Little Gem Salad with Pickled & Fresh Radish and Honey Lemon Vinaigrette

Serves 2 

For the Pickled Radish 

4-5 medium radish, thinly sliced 
¼ cup (45g) water 
½ teaspoon black peppercorns 
½ teaspoon salt 
½ teaspoon coriander seeds 
½ teaspoon (7g) honey 
½ cup (96g) vinegar 

Put radishes in a clean jar. Combine water, peppercorns, salt, coriander, and honey in a saucepan and bring to a boil while stirring until honey has dissolved. Add vinegar, wait for the mixture to simmer again, then pour over the radish. Let cool to room temperature before using, then seal with a lid and refrigerate. 

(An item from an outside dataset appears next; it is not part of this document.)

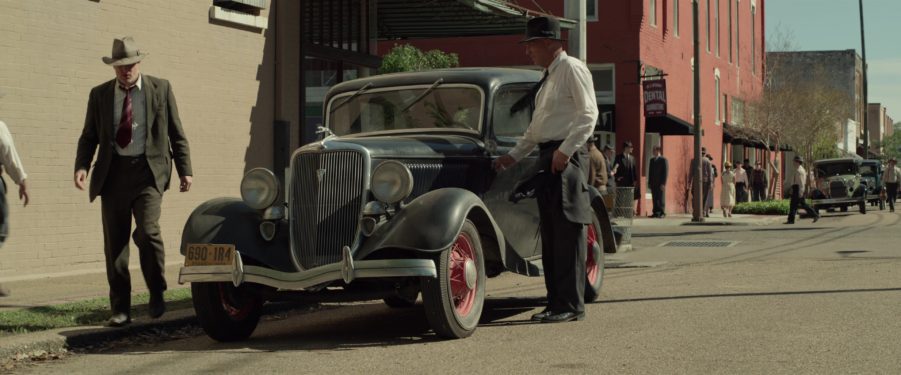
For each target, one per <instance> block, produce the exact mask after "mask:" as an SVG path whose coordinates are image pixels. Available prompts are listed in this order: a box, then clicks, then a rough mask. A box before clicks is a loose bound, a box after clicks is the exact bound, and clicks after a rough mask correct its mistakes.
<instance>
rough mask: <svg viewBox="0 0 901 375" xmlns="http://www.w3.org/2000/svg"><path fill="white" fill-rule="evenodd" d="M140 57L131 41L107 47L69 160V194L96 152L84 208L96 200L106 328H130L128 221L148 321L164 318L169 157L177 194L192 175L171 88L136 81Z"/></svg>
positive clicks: (185, 140) (155, 80) (187, 187)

For the Honey Lemon Vinaigrette 

2 teaspoons honey 
½ teaspoon salt 
1 teaspoon lemon zest (I like to do this by shaving strips of zest with a vegetable peeler and thinly slicing them into strips) 
¼ cup lemon juice 
½ cup olive oil 

Combine honey, salt, lemon zest, and lemon juice. Whisk to incorporate the honey, then slowly whisk in the olive oil. Season to taste with salt. 

For the Salad & Assembly 

5 ounces little gem lettuces (or any other light or crunchy variety you’d like) 
2 medium radish, very thinly sliced 
¼ cup Pickled Radish (recipe above)
¼ cup dill 
3 tablespoons sunflower seeds, toasted 
Black pepper 

Combine lettuces, radishes, dill, and sunflower seeds in a large bowl, along with a big pinch of salt and a few grinds of black pepper. Drizzle some of the dressing over, and toss. Serve immediately.